Whoa, over a month since the last post. Yikes. Rest assured, I'm not lazin' away in the hammock. Okay, maybe a little bit. Here's the deal: Three features, two essays, three photo packages, daily photo requests, etc. Biz-E! The "E" is for enigma, as in, it's a mystery how I'm able to make a living doing this---but so far so good. Anyway, here's a fresh essay regarding the topic of work and balance (more like lack of) that's running right now in Northern Home & Cottage, a sister publication of Traverse Magazine. Now, back to work! For me at least...
I saw what was going to happen the moment the angular split of white birch launched from my hand, a chalky flap of bark following like a contrail. The birch bomb smacked the dog's speckled rump, exploding in an impossibly sharp "yiiipe" that pierced the stifling afternoon heat.
Gus, one of our emotionally fragile and frenetic border collie mutts, bolted from the woodshed and dove under the trailer where I was standing. I’d been moving the woodpile in a work-induced trance of pick-up-wood, toss-wood. He’d been sneaking bits of bark to neurotically gnaw, and got caught in the friendly fire.
"What did you do to the dog," demanded my wife, Kristen, poking her head out from inside the shed where she'd been stacking the wood I was tossing.
Things hadn't been going well that day, and it apparently wasn't going to get better. Maybe it was the still air, thick as bathwater. Or maybe it was because from the moment we saw bare ground in late April, she and I had been raking, wrenching, digging and painting our old farmstead back into shape. Over winter we'd happily filled page after page of a legal pad with projects we fully believed would be accomplished this summer.

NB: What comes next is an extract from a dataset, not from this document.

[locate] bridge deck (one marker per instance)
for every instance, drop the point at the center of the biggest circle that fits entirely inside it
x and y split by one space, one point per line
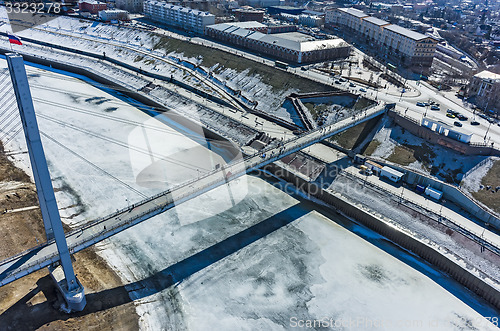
45 254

Here’s the thing: we like work. Or, perhaps it’s not that we like it, but we know it, understand it and draw animal comfort from it, like Gus gnawing piles of bark into splinters. A friend has diagnosed us with “pointy butt syndrome,” the inability to sit still. But everyone has their limits, and now in mid-July and only about ten items into our list, we could already taste murder in the back of our throats.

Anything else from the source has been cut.